Tra fine maggio e giugno si combinano l'elevata umidità della lettiera, temperature tra 10–25°C e l'attività sincronizzata di ninfe e adulti di Ixodes ricinus. Contemporaneamente, il bestiame è al pascolo e le popolazioni di roditori (serbatoi dei patogeni) sono in espansione, elevando il rischio di trasmissione.
Il metodo standard è il flagging o trascinamento. Si tira un panno bianco di 1 m² sulla vegetazione lungo percorsi fissi ai margini del campo, contando le zecche ogni 10 metri. Eseguito due volte a settimana a giugno, fornisce un dato oggettivo per decidere interventi sull'habitat o sugli animali.
Sì, a condizione che il prodotto sia autorizzato, applicato secondo l'etichetta e che il tempo di sospensione per il latte sia rigorosamente rispettato. Tutti i trattamenti devono essere registrati e il veterinario deve confermare la compatibilità con i requisiti del trasformatore lattiero.

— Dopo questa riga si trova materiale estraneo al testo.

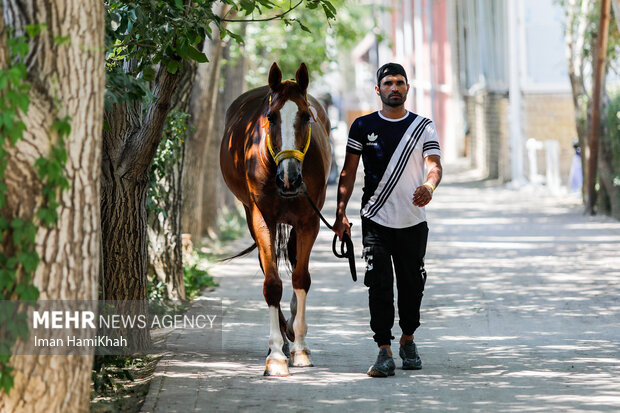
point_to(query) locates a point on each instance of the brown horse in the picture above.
(275, 145)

I principali rischi professionali legati ai morsi di Ixodes ricinus sono la borreliosi di Lyme e l'encefalite da zecca (TBE), entrambe endemiche in Polonia. I lavoratori devono indossare abbigliamento protettivo, usare repellenti registrati, controllarsi quotidianamente e valutare la vaccinazione anti-TBE.
L'intervento professionale è necessario quando i monitoraggi mostrano picchi anomali, quando compaiono malattie cliniche nella mandria, se i programmi acaricidi sembrano fallire (sospetta resistenza) o se la gestione dell'habitat (sfalci, arbusti) richiede risorse superiori a quelle aziendali.